Study finds correlation between seismic activity in North Texas, hydraulic fracturing

AUSTIN, Texas — Using newly available technology, a University of Texas seismologist tracking small earthquakes in the Barnett Shale play area of North Texas has found a correlation between geological disturbances and the sort of injection wells that are associated with hydraulic fracturing, according to research appearing this week in the journal Proceedings of the National Academy of Sciences.

Cliff Frohlich, associate director of UT’s Institute for Geophysics, looked at quakes magnitude 3.0 or smaller December 2009 to August 2011. Earthquake seismologists have identified a relationship between certain human activity - the construction of massive lakes, for instance - and seismic activity since at least the 1940s.

“Occasionally, people say to me, ’It’s impossible that humans can cause earthquakes,’” Frohlich told the American-Statesman. “In my community, that’s long-established.” Frohlich found that the most reliably located earthquakes - those accurate to within roughly a mile - occurred in eight groups, all within 2 miles of one or more of high-production injection wells.

In hydraulic fracturing, or fracking, millions of gallons of water, mixed with sand and chemicals, are injected into rock thousands of feet underground to extract natural gas. Frohlich said the most likely explanation for the quakes is that once injected, the fluids apply pressure to faults in the area and unstick them.

Imagine, Frohlich said, a slightly inclined air hockey table, with the power turned off. A puck placed on the table will slip until friction stops it. Power up the table, introduce air and the puck will begin to slide again.

“You can’t prove any one of these (quakes) is related to injection,” he said in an interview, but taken all together, there’s a strong correlation.

Previously, the National Earthquake Information Center had identified only two earthquake groups in the area as strongly associated with specific injection wells. Frohlich said his research suggests injection-triggered earthquakes are far more common than is generally recognized.

“These small earthquakes aren’t hurting anybody,” Frohlich said. “People hear about a little earthquake and think you’re going to have Haiti or Japan. It’s like a storm: A magnitude 2.5 or 3 earthquake is fun. Maybe something falls off a shelf. It’s just that Texans are not used to earthquakes.” Only now, Frohlich said, new more sophisticated equipment has picked them up. “There’s almost no history of earthquakes in Johnson County,” he said. “But that’s partly because of the instrumentation.” Frohlich also found that many high-injection wells have no earthquakes nearby.

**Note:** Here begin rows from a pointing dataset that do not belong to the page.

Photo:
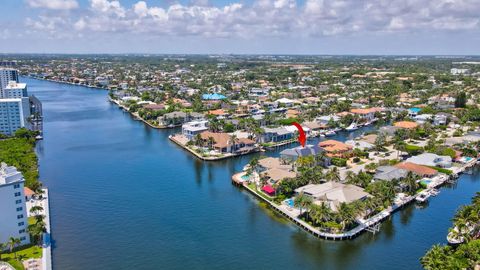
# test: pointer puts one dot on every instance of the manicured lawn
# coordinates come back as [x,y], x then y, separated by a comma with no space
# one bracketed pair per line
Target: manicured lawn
[259,192]
[23,253]
[31,220]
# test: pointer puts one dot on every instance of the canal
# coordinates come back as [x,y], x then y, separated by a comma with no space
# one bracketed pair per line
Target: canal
[124,197]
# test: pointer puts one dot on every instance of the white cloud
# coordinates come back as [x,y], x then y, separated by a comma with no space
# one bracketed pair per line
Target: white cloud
[108,7]
[53,4]
[272,18]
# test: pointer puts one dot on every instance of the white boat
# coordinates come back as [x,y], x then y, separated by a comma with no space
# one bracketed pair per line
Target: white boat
[330,133]
[352,127]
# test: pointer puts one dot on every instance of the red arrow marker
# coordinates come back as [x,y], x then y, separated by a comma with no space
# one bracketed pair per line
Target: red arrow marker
[301,134]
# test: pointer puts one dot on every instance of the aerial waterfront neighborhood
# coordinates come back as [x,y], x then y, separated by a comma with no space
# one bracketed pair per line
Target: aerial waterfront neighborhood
[379,137]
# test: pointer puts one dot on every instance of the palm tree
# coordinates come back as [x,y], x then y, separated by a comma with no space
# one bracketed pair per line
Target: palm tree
[253,166]
[211,142]
[410,182]
[233,141]
[346,214]
[2,247]
[350,177]
[320,213]
[333,175]
[37,230]
[198,140]
[436,258]
[36,209]
[12,243]
[302,201]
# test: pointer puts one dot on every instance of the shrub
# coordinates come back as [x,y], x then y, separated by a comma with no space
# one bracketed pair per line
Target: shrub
[413,149]
[339,162]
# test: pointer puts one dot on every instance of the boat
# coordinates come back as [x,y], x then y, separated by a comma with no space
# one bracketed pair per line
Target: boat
[330,133]
[352,127]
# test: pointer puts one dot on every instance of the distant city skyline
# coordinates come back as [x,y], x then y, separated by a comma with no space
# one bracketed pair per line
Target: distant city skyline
[375,27]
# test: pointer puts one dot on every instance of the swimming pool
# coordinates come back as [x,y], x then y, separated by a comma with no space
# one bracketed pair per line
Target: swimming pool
[290,202]
[425,181]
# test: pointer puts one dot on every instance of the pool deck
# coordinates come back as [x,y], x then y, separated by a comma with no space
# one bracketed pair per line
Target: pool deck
[370,224]
[181,141]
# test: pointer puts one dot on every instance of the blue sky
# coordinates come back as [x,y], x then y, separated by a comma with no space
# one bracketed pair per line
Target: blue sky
[241,26]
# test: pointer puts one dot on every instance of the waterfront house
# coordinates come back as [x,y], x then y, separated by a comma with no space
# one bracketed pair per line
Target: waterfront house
[275,175]
[440,119]
[406,124]
[389,173]
[173,119]
[276,135]
[335,148]
[214,96]
[273,163]
[219,113]
[285,102]
[412,112]
[389,130]
[292,154]
[432,160]
[360,144]
[224,143]
[420,170]
[313,125]
[191,129]
[423,118]
[154,107]
[258,92]
[333,193]
[366,115]
[325,120]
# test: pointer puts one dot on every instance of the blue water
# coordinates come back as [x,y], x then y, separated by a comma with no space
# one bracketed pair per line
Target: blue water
[290,202]
[124,197]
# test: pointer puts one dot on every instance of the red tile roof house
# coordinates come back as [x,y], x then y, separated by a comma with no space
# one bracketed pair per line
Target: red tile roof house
[269,190]
[222,142]
[366,114]
[335,148]
[419,170]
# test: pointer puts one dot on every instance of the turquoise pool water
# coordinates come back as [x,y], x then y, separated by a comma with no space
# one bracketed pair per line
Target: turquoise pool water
[290,202]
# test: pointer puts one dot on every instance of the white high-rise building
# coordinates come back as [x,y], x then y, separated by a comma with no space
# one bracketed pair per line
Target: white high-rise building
[13,209]
[15,90]
[7,75]
[14,113]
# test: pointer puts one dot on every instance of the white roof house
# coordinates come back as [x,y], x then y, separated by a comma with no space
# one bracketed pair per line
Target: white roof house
[429,159]
[333,192]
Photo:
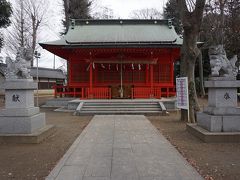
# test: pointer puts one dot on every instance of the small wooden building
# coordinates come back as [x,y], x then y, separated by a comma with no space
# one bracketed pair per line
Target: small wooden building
[118,58]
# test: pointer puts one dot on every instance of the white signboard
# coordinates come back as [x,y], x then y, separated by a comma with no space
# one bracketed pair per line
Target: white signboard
[182,92]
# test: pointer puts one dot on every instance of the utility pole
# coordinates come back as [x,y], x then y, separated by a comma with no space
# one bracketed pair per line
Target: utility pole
[22,24]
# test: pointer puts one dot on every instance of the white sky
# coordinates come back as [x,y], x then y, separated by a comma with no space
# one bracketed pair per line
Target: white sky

A National Academies of Science report published this year found that “hydraulic fracturing a well as presently implemented for shale gas recovery does not pose a high risk for inducing felt seismic events.”

“Although only a very small fraction of injection and extraction activities at hundreds of thousands of energy development sites in the United States have induced seismicity at levels that are noticeable to the public, seismic events caused by or likely related to energy development have been measured and felt” in 13 states, including Texas, according to the report. These “induced seismic events” have not led to deaths or major damage.

Still, the report said: “Their effects have been felt locally, and they raise some concern about additional seismic activity and its consequences in areas where energy development is ongoing or planned.” The prescription: “Further research is required.”